By 1966, Triumph's attention had shifted to a different Michelotti prototype built on a Triumph 2000 platform that led to the Stag, and development of the Fury ended.

Triumph opted to revise their existing ladder-chassis-based platform for the next TR model, releasing the six cylinder Triumph TR5 in August 1967. One possible reason for Triumph's decision to abandon the Fury is that they were either unwilling or unable to invest in the production line and tooling facilities needed to build the car. Other possible justifications include the ability to assemble cars with separate chassis in overseas markets from complete knockdown (CKD) kits, and the ability to easily produce entirely new bodywork without having to redesign the chassis.

The Fury was sold by the factory to dealer Rod Leach. It was later sold to John Ward, the curator of the Patrick Collection in Birmingham, where it underwent a sympathetic restoration. After Ward's death in 2000, the car was sold to Ken Chisholm.

In 2009 the Fury was bought by collector Jane Weitzmann. The new owner had some corrosion damage repaired, then had the car scanned to create a 3D model of it to facilitate production of replacement panels. She makes the car available for hire through her classic car rental business.

==Features==
The Fury shares many features with the contemporary Triumph 2000 saloon, including a six cylinder engine, a strut-type front suspension, an independent rear suspension, and a unibody chassis. (Some sources report that the Fury's transmission and rear suspension are from the TR4A.)

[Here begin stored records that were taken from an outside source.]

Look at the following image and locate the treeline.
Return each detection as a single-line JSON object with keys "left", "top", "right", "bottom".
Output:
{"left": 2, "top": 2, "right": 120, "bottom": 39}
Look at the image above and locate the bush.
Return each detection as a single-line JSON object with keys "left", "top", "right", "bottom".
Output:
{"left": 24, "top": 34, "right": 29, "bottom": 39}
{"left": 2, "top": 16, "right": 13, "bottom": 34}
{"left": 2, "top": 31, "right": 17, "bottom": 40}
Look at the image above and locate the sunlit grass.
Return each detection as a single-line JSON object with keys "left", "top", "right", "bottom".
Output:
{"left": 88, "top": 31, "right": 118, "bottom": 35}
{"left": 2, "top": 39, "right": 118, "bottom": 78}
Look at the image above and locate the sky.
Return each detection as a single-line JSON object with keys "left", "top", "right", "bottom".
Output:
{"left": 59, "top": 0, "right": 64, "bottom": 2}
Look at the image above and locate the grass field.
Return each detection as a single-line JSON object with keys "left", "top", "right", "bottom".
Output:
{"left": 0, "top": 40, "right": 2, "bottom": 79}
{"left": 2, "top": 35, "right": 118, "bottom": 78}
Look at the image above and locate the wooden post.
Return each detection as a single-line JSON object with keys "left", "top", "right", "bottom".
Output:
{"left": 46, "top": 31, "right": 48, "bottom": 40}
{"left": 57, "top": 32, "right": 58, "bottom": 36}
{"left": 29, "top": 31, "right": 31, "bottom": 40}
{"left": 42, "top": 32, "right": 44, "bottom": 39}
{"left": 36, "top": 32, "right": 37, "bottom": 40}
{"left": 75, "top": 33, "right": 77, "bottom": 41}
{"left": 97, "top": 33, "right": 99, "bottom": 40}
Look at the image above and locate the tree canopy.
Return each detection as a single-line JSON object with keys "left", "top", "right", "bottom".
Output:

Both the 2000 and the Fury are powered by the 2.0 L Triumph 6-cylinder engine, although the engine in the Fury received the sump from the Triumph Vitesse and the intake manifold from the GT6. With bore × stroke dimensions of 74.7 × 76 mm, this overhead valve engine displaces 1998 cc. Fitted with two Zenith Stromberg CD150 carburetters, it produces 95 bhp at 5000 rpm, and 115 lbft at 3000 rpm. These figures allow the Fury to accelerate from 0 to 60 mph in 12.5 seconds, and have a top speed of 115 mph.

The engine is backed by a four-speed manual transmission. The Fury was not fitted with the overdrive offered as an option on the saloon.

The front suspension on both cars is a MacPherson strut design, and in the back both use semi-trailing arms.

The 2000 was the first Triumph of any kind to use a unitary construction chassis, and the Fury the first Triumph sportscar to use such a platform. Standard-Triumph's first unibody car was the Standard Eight of 1953.

The Fury's body is of hand-formed steel panels. Reminiscent of an enlarged Spitfire, it is a two door, two seat body with low doors, and a low package shelf behind the seats. The windscreen surround has been compared to those of the Spitfire and TR4. The headlamps are hidden behind movable covers operated by engine vacuum. Each cover consists of two parts — an upper part that raises when activated, and a lower part that drops.

Steering is by a rack and pinion system sourced from the Triumph 1300. Brakes are discs in front and drums in back.